Um die Verwirklichung des Rechts auf Gesundheitsversorgung voranzutreiben, müssen bestimmte praktische Bedingungen erfüllt sein.
- Die spezifischen Gesundheitsleistungen, zu denen alle Personen Zugang haben, müssen definiert werden,
- es muss ein Mechanismus geschaffen werden, der es den Menschen ermöglicht, solche Leistungen rechtlich einzufordern, und
- es müssen finanzielle Regelungen für eine gerechte und nachhaltige Verteilung der Kosten getroffen werden.
Die Umsetzung des Rechts auf Gesundheitsversorgung kann mit dem beginnen, was der Internationale Pakt über wirtschaftliche, soziale und kulturelle Rechte (ICESCR) als »minimale Kernverpflichtungen« bezeichnet, die schrittweise mit zunehmenden Ressourcen erweitert werden sollten.
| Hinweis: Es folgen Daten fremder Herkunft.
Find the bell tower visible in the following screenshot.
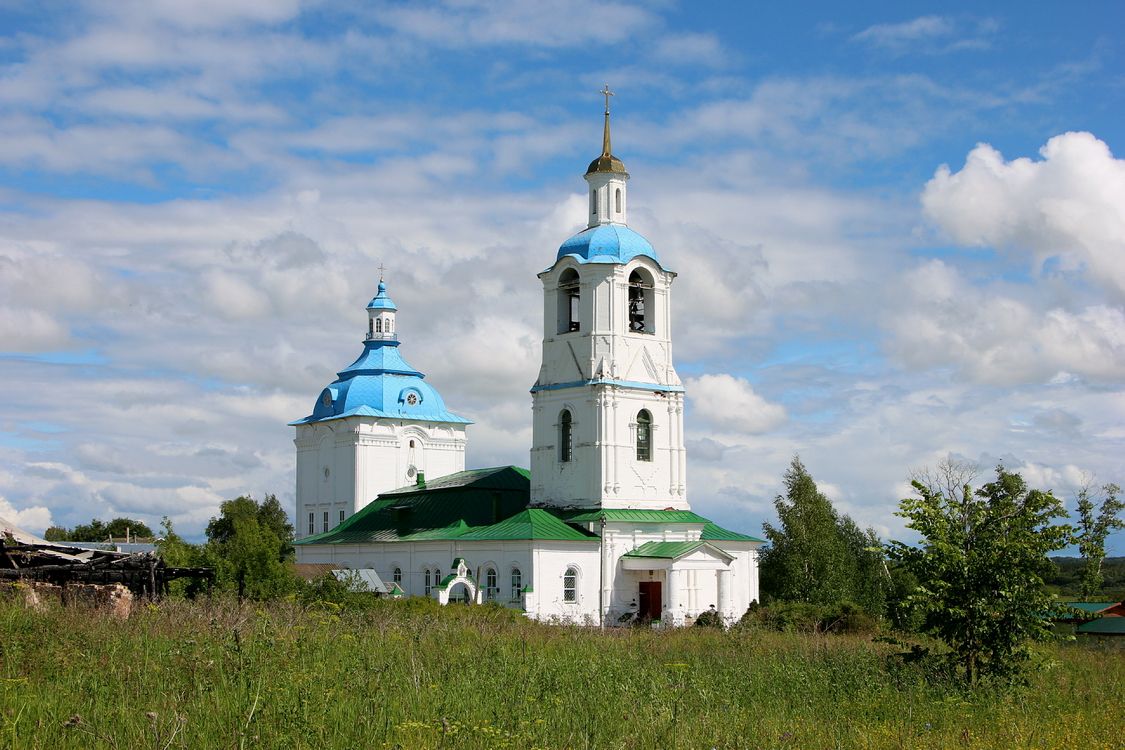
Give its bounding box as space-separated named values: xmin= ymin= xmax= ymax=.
xmin=531 ymin=87 xmax=689 ymax=510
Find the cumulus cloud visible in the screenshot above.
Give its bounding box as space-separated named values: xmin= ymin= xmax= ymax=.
xmin=884 ymin=260 xmax=1125 ymax=383
xmin=921 ymin=133 xmax=1125 ymax=301
xmin=0 ymin=496 xmax=52 ymax=535
xmin=684 ymin=373 xmax=785 ymax=434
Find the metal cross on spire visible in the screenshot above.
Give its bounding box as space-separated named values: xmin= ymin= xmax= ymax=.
xmin=599 ymin=83 xmax=614 ymax=115
xmin=600 ymin=83 xmax=613 ymax=156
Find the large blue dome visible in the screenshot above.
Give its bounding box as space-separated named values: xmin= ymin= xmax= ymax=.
xmin=289 ymin=340 xmax=471 ymax=425
xmin=555 ymin=224 xmax=660 ymax=263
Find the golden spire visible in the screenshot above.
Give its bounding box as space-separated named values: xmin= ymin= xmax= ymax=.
xmin=602 ymin=83 xmax=613 ymax=156
xmin=586 ymin=83 xmax=628 ymax=175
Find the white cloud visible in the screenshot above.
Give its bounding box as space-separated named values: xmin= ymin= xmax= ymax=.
xmin=884 ymin=260 xmax=1125 ymax=383
xmin=378 ymin=0 xmax=656 ymax=47
xmin=851 ymin=16 xmax=999 ymax=54
xmin=684 ymin=373 xmax=785 ymax=434
xmin=921 ymin=133 xmax=1125 ymax=300
xmin=852 ymin=16 xmax=954 ymax=47
xmin=0 ymin=495 xmax=52 ymax=536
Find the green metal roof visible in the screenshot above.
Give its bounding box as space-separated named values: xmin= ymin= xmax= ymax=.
xmin=624 ymin=541 xmax=731 ymax=560
xmin=1074 ymin=616 xmax=1125 ymax=635
xmin=1062 ymin=602 xmax=1117 ymax=614
xmin=460 ymin=508 xmax=597 ymax=542
xmin=700 ymin=521 xmax=765 ymax=542
xmin=563 ymin=508 xmax=708 ymax=524
xmin=379 ymin=467 xmax=531 ymax=498
xmin=295 ymin=467 xmax=531 ymax=544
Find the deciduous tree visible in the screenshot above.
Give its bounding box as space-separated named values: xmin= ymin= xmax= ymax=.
xmin=889 ymin=463 xmax=1071 ymax=685
xmin=1074 ymin=485 xmax=1125 ymax=600
xmin=762 ymin=457 xmax=885 ymax=615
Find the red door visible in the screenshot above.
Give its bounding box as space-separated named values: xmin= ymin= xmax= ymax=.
xmin=637 ymin=580 xmax=662 ymax=620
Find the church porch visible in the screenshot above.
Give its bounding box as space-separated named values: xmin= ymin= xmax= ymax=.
xmin=621 ymin=541 xmax=737 ymax=626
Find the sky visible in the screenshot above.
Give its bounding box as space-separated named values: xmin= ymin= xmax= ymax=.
xmin=0 ymin=0 xmax=1125 ymax=554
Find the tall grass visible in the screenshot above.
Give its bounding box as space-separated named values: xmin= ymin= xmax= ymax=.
xmin=0 ymin=600 xmax=1125 ymax=750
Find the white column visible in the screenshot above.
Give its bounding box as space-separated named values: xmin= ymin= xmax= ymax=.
xmin=716 ymin=568 xmax=735 ymax=622
xmin=665 ymin=568 xmax=684 ymax=625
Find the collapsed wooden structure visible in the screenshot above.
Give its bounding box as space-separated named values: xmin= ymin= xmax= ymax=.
xmin=0 ymin=534 xmax=215 ymax=599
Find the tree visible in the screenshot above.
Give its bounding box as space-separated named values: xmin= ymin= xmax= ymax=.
xmin=206 ymin=495 xmax=294 ymax=599
xmin=207 ymin=495 xmax=294 ymax=560
xmin=889 ymin=462 xmax=1071 ymax=685
xmin=1074 ymin=485 xmax=1125 ymax=600
xmin=156 ymin=516 xmax=216 ymax=597
xmin=44 ymin=517 xmax=153 ymax=542
xmin=762 ymin=457 xmax=885 ymax=615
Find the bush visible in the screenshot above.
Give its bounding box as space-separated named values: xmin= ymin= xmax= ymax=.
xmin=738 ymin=602 xmax=879 ymax=633
xmin=695 ymin=609 xmax=722 ymax=627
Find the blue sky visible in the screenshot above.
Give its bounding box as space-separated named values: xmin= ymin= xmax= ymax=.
xmin=0 ymin=0 xmax=1125 ymax=553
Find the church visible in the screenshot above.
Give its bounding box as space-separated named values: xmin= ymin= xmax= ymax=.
xmin=290 ymin=93 xmax=762 ymax=626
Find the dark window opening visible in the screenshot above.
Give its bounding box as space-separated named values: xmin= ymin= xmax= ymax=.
xmin=563 ymin=568 xmax=578 ymax=602
xmin=559 ymin=409 xmax=574 ymax=463
xmin=629 ymin=266 xmax=654 ymax=333
xmin=637 ymin=409 xmax=653 ymax=461
xmin=558 ymin=269 xmax=582 ymax=333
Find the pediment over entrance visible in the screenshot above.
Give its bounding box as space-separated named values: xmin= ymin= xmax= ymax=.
xmin=621 ymin=541 xmax=735 ymax=570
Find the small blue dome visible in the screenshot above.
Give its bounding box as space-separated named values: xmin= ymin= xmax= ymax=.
xmin=555 ymin=224 xmax=660 ymax=263
xmin=367 ymin=280 xmax=398 ymax=310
Darüber hinaus sind Überwachungs- und Evaluierungsmechanismen erforderlich, um sicherzustellen, dass die Initiativen zur schrittweisen Verwirklichung des Rechts auf Gesundheitsversorgung auf der Grundlage von Haushalts- und Gesundheitsindikatoren sowie Analysen von Politiken und Gesetzen planmäßig verlaufen.
In einer Zeit, in der alle Länder mit den gleichen Bedrohungen durch Pandemien, Klimawandel und soziale Ungleichheit konfrontiert sind, bietet der universelle Charakter der Menschenrechte eine gemeinsame Chance, die Gesundheit der Bevölkerung weltweit zu schützen und zu fördern.